Cela peut être évité si le nombre d'enfants est limité, parce « peu nombreux sont ceux qui règnent ». Un(e) seul(e) peut devenir roi (ou reine). Et rares sont ceux qui deviennent des seigneurs vassaux. Les missionnaires nouvellement arrivés remarquent que les familles de la haute noblesse ont peu d'enfants, contrairement à celle des classes inférieures. Ils supposent alors que la raison en est que « la haute aristocratie avait succombé à la tentation d'une vie de débauche et d'immoralité à laquelle sa position sociale l'exposait ».

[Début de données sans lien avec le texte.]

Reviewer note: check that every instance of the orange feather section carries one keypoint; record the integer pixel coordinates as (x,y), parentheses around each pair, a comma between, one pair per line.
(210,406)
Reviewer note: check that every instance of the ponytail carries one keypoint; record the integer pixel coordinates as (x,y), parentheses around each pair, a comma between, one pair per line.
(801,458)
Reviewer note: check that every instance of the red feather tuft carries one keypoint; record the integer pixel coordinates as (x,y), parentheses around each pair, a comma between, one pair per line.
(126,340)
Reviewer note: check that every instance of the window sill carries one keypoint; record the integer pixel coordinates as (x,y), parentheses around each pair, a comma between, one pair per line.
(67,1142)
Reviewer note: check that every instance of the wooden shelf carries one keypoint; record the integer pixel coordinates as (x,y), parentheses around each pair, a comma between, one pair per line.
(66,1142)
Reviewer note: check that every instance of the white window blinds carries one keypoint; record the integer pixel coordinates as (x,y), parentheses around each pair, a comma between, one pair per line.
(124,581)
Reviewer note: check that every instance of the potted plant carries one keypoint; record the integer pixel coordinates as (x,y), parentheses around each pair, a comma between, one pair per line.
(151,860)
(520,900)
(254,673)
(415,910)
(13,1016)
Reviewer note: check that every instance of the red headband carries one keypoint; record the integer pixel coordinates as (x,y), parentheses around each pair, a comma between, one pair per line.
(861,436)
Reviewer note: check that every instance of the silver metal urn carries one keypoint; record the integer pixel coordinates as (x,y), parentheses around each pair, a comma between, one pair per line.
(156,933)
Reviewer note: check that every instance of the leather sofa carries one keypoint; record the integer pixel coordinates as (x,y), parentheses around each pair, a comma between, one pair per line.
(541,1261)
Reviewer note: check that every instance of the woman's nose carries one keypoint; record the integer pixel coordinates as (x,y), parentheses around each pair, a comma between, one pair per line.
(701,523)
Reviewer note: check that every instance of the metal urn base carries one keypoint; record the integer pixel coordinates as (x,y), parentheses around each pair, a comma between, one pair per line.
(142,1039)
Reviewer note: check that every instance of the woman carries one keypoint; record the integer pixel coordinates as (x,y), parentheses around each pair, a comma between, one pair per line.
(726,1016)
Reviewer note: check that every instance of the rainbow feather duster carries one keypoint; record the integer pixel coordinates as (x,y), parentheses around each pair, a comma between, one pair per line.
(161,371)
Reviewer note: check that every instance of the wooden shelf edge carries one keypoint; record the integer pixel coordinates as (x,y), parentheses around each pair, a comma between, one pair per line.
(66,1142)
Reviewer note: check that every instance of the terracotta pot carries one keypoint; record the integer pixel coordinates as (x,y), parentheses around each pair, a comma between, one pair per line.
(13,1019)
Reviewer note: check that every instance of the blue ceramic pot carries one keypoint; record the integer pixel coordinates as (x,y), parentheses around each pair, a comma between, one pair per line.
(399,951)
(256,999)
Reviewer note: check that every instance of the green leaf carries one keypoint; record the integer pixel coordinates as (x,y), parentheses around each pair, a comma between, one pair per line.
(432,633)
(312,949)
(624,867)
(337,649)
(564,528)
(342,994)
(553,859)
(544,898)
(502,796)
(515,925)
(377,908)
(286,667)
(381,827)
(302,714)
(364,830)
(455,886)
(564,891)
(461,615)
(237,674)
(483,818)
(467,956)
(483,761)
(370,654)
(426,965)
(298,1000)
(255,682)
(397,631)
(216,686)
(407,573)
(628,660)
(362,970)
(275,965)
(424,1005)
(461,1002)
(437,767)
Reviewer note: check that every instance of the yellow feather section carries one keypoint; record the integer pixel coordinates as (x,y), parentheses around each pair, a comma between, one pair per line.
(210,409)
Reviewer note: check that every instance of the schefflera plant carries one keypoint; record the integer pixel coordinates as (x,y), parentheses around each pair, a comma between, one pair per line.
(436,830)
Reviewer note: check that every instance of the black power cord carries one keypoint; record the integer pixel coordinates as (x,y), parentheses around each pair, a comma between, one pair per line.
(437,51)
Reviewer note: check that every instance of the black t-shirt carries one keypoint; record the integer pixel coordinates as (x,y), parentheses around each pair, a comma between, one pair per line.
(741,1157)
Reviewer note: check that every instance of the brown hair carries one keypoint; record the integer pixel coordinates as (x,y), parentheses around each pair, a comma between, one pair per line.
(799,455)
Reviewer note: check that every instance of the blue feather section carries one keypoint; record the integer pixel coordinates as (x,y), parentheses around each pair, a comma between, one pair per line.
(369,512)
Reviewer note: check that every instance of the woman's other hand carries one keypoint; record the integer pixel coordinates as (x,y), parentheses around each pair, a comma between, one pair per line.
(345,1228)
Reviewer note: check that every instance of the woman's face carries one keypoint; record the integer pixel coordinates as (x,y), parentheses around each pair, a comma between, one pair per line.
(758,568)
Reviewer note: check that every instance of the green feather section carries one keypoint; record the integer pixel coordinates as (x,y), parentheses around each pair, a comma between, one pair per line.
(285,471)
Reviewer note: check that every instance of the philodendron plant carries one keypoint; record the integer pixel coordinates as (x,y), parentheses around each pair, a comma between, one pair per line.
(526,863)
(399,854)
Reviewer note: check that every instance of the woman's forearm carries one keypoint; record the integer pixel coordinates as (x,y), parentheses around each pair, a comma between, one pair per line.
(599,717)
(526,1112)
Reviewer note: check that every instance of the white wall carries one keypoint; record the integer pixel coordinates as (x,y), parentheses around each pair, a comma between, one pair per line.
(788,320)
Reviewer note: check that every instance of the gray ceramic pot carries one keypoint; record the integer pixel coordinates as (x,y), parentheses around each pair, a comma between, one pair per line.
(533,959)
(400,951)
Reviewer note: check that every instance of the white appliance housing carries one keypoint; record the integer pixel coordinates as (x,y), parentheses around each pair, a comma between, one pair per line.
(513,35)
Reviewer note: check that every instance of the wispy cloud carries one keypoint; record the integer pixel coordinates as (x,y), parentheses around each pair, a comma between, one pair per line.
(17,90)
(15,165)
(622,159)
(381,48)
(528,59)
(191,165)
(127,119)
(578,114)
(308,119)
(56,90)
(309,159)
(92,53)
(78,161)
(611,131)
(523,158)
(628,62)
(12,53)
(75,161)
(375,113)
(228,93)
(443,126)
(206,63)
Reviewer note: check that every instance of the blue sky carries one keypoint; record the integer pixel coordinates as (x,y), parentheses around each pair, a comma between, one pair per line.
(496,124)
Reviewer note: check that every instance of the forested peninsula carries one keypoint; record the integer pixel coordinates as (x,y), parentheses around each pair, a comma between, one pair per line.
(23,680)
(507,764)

Lars Vig, lui, se rend compte que la noblesse n'est pas plus dégénérée que les autres classes sociales. Au contraire, « ses membres faisaient preuve, en tant que princes et chefs, de beaucoup de capacités et sont doués et intelligents ». Et de conclure : « Les plus grandes familles nobles possédaient de la vigueur. » Certains, hommes et femmes, qui en émanent, peuvent atteindre un âge avancé, de 70 à 90 ans, et conservent jusqu'à la fin leur vigueur « spirituelle ». S'ils ne se reproduisent pas plus qu'ils ne le font, cela est surtout dû à leur « morale utilitaire ».